Again, “High-Low” is not the same as “Middle.” It’s not a watering down, nor a blending of the two, nor a compromise. It is the simultaneous, almost paradoxical co-existence of the two. It’s how I came to understand, as difficult as it was for me, why Rick Rubin could produce someone like Andrew Dice Clay. Geto Boys I understood (prurience delivered with excellence). Clay was a harder pill to swallow. But through Rick I came to understand Andrew Silverstein’s character (especially his later, less popular anti-comedy) as a sort of Archie Bunker-on-crack. Rick Rubin always went for art that embodied opposites. Something I didn’t fully understand until, many years later, I sat with Ric Menello at Cozy Soup-n-Burger, interviewing him for the book. Menello, of course, was Rubin’s partner in the writing of Tougher Than Leather, proof that “High-Low” requires deft execution, or else falls far short of the mark. To win, art has to be more than mere provocation (as Dice often fell back into), and more than an inside joke. (And Rick loved to tell and play jokes that no one else got. That was the thrill for Rick. Once, he thought it would be a good idea to address the Warner Music Group convention by having the president at a rival company — Mike Bone of Polygram — read Rick’s speech to the shocked, mute assembly of executives. Fun for few save Rick!)

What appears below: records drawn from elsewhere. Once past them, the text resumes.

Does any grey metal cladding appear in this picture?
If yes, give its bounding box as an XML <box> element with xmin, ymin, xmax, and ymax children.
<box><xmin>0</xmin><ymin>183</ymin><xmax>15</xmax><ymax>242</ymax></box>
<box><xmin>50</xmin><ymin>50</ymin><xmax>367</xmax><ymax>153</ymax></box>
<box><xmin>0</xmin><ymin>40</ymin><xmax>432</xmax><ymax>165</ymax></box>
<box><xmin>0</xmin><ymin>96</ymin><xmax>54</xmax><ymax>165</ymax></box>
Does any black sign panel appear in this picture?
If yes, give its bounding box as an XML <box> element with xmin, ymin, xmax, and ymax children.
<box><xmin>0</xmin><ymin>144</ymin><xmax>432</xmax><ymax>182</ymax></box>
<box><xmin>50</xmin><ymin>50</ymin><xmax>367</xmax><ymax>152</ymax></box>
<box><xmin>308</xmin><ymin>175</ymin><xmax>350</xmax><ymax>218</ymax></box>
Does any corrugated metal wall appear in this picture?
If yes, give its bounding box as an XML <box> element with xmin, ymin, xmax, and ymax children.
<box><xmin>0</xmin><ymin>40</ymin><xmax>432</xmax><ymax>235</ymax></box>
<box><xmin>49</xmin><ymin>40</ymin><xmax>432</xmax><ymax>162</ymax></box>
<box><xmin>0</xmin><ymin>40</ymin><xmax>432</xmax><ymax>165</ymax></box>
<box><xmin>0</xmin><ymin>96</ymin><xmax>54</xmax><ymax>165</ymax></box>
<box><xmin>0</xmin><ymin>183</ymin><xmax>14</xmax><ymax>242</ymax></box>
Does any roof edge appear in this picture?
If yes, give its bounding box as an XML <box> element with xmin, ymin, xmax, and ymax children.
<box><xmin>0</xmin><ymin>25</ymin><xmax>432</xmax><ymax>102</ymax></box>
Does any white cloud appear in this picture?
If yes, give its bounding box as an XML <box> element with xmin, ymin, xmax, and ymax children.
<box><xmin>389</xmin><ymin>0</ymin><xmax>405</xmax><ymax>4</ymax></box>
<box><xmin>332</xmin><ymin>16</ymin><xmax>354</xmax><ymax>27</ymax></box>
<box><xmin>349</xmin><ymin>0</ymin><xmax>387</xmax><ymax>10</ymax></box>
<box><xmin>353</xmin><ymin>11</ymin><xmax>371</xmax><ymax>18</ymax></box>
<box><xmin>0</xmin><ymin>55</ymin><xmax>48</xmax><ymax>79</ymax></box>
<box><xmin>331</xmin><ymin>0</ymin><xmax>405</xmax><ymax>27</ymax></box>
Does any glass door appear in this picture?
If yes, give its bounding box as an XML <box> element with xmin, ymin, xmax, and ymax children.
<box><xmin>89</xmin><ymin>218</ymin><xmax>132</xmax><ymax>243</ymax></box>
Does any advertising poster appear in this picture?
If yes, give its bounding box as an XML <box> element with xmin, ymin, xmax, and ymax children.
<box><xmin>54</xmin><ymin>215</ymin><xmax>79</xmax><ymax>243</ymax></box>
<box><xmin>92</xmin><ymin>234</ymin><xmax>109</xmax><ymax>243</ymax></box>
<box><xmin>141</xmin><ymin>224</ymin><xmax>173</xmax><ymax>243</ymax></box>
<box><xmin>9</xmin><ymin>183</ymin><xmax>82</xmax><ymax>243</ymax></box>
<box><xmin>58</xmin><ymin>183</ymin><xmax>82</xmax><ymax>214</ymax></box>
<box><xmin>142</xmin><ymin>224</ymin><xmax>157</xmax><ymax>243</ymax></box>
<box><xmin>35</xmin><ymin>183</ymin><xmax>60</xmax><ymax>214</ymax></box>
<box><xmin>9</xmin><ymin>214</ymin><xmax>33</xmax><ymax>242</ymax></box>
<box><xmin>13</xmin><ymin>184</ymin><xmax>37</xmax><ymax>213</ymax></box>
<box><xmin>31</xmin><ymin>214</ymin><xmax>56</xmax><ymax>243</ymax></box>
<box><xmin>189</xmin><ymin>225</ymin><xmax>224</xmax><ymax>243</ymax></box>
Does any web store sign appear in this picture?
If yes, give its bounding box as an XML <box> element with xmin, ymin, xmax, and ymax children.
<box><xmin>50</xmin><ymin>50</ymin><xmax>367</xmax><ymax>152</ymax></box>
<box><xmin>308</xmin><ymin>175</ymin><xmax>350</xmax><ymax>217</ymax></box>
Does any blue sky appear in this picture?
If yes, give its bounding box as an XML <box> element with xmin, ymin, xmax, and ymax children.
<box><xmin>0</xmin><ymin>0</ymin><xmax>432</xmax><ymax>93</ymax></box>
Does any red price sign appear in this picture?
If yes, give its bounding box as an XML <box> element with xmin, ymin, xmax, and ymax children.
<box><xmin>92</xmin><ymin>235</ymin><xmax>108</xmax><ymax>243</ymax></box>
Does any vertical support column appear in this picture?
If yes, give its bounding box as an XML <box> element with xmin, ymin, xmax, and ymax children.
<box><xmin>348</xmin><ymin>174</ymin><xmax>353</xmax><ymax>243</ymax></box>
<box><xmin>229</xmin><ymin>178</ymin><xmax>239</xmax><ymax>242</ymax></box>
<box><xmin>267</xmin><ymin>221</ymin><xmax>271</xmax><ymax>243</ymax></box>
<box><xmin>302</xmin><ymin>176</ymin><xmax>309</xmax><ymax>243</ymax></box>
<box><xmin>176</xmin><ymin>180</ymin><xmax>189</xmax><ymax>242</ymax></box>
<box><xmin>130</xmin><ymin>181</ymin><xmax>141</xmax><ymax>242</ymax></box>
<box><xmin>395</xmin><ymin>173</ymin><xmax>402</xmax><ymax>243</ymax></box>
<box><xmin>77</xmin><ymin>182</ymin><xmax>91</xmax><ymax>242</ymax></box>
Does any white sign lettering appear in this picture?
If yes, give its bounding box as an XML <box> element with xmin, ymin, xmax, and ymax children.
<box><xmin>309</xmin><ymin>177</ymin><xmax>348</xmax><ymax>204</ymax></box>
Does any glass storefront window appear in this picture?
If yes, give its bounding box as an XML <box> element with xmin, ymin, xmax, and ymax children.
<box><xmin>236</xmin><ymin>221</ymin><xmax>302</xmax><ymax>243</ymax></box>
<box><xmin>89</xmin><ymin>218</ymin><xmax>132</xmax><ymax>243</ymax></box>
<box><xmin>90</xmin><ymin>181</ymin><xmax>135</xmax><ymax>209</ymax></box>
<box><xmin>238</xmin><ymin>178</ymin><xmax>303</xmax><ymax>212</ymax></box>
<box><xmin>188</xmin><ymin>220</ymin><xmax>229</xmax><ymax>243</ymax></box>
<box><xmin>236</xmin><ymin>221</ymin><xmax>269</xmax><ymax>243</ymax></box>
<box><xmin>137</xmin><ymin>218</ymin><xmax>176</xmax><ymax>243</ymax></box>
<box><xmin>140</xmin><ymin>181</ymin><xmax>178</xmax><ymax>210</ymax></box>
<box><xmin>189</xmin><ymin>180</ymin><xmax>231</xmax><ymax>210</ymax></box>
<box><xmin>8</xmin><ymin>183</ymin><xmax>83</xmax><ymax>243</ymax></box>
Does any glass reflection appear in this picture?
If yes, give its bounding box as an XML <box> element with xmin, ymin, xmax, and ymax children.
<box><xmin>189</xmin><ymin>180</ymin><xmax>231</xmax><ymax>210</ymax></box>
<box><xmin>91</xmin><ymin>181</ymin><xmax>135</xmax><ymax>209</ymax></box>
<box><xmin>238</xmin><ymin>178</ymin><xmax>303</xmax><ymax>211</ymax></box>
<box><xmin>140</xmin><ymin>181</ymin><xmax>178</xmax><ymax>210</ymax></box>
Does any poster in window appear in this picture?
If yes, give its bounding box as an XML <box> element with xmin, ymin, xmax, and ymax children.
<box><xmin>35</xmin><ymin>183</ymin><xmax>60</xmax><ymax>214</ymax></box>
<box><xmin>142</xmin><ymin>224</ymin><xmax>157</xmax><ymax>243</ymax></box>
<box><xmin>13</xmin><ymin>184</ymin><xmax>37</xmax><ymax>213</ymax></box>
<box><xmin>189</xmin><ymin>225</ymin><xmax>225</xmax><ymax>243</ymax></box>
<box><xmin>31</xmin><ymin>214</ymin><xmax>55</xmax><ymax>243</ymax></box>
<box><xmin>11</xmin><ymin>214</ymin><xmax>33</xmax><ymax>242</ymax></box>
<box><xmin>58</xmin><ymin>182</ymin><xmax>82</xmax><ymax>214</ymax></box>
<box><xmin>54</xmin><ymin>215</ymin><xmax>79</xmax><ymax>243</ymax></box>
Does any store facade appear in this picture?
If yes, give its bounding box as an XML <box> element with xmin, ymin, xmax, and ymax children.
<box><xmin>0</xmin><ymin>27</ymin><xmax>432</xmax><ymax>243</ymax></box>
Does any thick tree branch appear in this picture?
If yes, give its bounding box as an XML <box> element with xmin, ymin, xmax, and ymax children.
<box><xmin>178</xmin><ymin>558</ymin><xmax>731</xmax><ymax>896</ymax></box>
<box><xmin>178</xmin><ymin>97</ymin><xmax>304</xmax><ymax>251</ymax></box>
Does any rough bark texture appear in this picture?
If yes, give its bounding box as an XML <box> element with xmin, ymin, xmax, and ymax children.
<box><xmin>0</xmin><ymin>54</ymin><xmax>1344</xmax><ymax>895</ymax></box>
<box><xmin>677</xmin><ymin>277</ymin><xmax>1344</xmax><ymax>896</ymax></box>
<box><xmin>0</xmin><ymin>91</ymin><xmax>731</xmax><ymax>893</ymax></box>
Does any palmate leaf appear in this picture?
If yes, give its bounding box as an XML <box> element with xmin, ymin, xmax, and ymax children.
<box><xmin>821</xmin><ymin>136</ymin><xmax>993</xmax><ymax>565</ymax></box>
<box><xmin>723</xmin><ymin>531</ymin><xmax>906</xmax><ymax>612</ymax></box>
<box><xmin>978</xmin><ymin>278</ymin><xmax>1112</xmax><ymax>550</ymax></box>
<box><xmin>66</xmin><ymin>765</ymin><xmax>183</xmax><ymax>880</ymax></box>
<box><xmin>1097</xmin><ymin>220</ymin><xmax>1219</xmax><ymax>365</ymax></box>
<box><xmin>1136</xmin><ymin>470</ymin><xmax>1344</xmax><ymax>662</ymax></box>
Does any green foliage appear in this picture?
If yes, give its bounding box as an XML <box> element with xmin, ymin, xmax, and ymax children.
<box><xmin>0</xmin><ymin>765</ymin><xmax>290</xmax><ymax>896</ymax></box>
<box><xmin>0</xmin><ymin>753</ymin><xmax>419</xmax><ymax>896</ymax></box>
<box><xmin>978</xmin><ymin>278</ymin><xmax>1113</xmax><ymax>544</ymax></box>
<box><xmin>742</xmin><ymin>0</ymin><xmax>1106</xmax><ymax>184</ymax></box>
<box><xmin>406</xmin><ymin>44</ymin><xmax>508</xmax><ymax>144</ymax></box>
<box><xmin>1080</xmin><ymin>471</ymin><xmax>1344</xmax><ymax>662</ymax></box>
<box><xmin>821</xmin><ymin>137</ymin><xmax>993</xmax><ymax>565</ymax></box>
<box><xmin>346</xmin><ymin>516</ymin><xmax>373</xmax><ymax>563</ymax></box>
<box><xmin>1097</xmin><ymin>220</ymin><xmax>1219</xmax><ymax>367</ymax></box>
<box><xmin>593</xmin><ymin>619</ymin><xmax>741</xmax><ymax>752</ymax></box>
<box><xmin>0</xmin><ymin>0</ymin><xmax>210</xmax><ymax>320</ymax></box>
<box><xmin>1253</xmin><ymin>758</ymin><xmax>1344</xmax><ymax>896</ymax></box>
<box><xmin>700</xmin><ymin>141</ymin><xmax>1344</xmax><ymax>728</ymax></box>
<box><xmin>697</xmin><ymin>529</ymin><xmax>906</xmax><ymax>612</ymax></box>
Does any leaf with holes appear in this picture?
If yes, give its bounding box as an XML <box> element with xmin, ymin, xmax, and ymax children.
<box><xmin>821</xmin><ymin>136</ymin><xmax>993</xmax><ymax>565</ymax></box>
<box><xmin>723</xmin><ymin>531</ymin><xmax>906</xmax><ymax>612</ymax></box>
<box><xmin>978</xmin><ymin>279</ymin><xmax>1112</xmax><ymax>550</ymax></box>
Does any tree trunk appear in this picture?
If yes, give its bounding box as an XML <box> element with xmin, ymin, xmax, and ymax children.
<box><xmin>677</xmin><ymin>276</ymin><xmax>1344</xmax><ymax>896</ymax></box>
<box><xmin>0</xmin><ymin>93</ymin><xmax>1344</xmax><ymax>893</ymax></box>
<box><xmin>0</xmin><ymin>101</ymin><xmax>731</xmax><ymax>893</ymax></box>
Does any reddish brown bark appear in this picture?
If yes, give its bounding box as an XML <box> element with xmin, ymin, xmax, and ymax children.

Of course, I’d love to think of The Big Payback as being part of the “High-Low” tradition — entertaining, enjoyable stories that provide, by implication rather than explication, a larger, more serious meta-narrative. As with hip-hop, there are folks who don’t see much highbrow in it at all. But that’s what I tried to do, anyway. So it’s gratifying to see the book squarely positioned between the two poles on the matrix, and hopefully the result of polarity, not compromise.